Let's find out for which high-traffic search terms (again with a search frequency rank below 1,000) the search frequency rank has changed most compared to the previous week. We include both positive and negative changes as we sort by the absolute changes here.

# Top Movers within a certain rank threshold
filterMovers = (dfMerged['previousRank'] < 1000) & (dfMerged['currentRank'] < 1000)
dfMerged = dfMerged.astype({"currentRank": float}) # Needs to be there otherwise currentRank column is string?!
dfMovers = dfMerged[filterMovers].sort_values(by=['DeltaAbsPos'], ascending=False).head(10)
dfMovers['DeltaAbs'] = dfMovers.apply(lambda row: '<span class="text-green-600">↑ ' + str(int(np.nan_to_num(row.DeltaAbs))) + '</span>' if row.DeltaAbs < 0 else '<span class="text-red-600">↓ ' + str(int(np.nan_to_num(row.DeltaAbs))) + '</span>', axis=1)

# Drop DeltaAbs column
dfMovers = dfMovers.drop('DeltaAbsPos', 1)

# Rename columns
dfMovers.columns = ['Searchterm', 'Rank CW ' + currentWeek, 'Rank CW ' + previousWeek, 'Delta']

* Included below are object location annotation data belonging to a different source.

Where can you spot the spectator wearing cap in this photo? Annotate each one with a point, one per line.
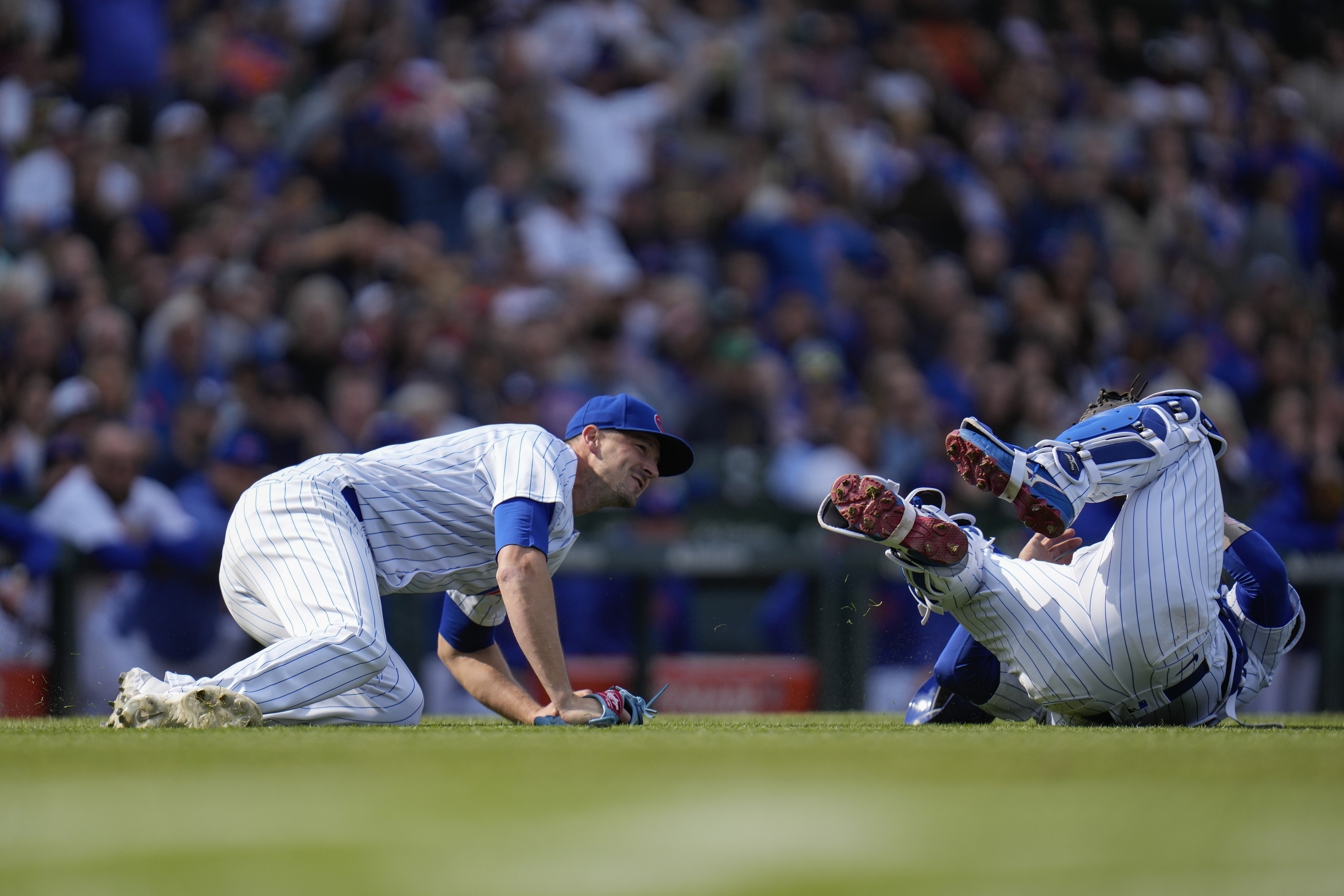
(181, 613)
(803, 248)
(564, 241)
(125, 523)
(177, 366)
(73, 408)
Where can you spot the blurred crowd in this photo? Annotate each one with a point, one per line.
(241, 233)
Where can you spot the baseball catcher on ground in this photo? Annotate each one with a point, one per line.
(1135, 629)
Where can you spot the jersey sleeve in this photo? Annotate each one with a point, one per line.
(526, 465)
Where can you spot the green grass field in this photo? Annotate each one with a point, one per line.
(828, 804)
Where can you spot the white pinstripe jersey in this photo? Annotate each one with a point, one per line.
(1131, 616)
(429, 507)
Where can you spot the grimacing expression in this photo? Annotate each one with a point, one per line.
(628, 464)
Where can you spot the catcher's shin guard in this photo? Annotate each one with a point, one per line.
(1112, 452)
(871, 508)
(936, 706)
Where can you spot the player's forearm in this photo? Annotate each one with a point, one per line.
(486, 676)
(526, 589)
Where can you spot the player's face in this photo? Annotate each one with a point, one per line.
(629, 462)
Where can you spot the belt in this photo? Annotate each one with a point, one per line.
(353, 500)
(1186, 684)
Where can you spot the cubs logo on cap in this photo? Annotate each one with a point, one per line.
(629, 414)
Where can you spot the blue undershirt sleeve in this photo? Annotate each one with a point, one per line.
(523, 521)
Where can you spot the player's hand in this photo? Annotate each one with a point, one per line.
(549, 710)
(1058, 550)
(585, 707)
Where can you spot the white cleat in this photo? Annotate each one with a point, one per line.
(131, 684)
(203, 707)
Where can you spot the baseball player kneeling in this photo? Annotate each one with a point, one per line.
(486, 515)
(1135, 629)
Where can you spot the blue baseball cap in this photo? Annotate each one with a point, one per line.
(632, 416)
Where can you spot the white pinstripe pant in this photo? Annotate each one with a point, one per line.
(299, 577)
(1128, 620)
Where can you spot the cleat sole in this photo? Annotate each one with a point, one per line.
(871, 508)
(982, 470)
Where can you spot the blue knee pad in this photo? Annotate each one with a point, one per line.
(1261, 581)
(967, 668)
(460, 632)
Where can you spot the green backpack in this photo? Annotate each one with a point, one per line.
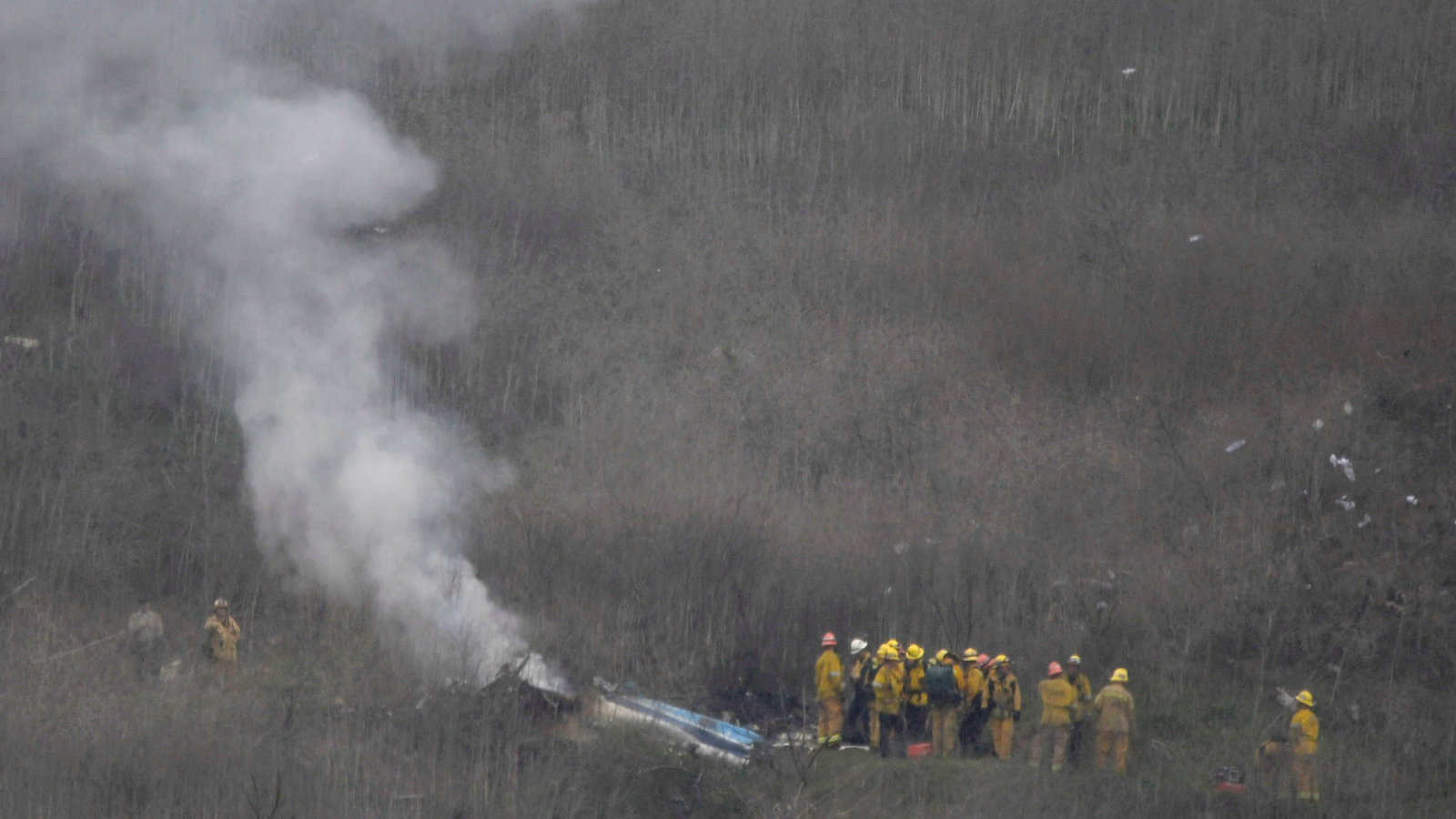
(939, 685)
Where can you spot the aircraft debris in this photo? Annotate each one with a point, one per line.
(696, 733)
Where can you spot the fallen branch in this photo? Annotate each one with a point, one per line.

The result looks like this:

Searchterm	Rank CW 33	Rank CW 32	Delta
field of dreams	998	196	↓ 802
friday the 13th	902	210	↓ 692
pop it fidget toys	241	929	↑ -688
n95 masks for virus protection	911	395	↓ 516
wireless earbuds bluetooth	302	785	↑ -483
college essentials	875	454	↓ 421
fall clothes for women	297	678	↑ -381
air conditioner	583	206	↓ 377
usb c cable	618	991	↑ -373
iphone charging cords	949	594	↓ 355

Of course, you can change the thresholds as you like.

Brand analyses

If we have the brand attached to each entry, we can also analyze by brand. Here we use our big data frame instead of the 2 separate weeks.

Let's find out which brands show up most often:

filtCurrentWeek = (dfWideMultiReportsLongExtended['yearWeek'] == yearWeekCurrent)
filtPreviousWeek = (dfWideMultiReportsLongExtended['yearWeek'] == yearWeekPrevious)

dfBrandCurrentWeek = dfWideMultiReportsLongExtended[filtCurrentWeek]
dfBrandPreviousWeek = dfWideMultiReportsLongExtended[filtPreviousWeek]

dfTopBrandsCurrentWeek = dfBrandCurrentWeek['brand'].value_counts().sort_values(ascending=False).to_frame('countCurrent')
dfTopBrandsPreviousWeek = dfBrandPreviousWeek['brand'].value_counts().sort_values(ascending=False).to_frame('countPrevious')

brandsTop = dfTopBrandsCurrentWeek.head(10).to_markdown().replace('countCurrent', 'Count')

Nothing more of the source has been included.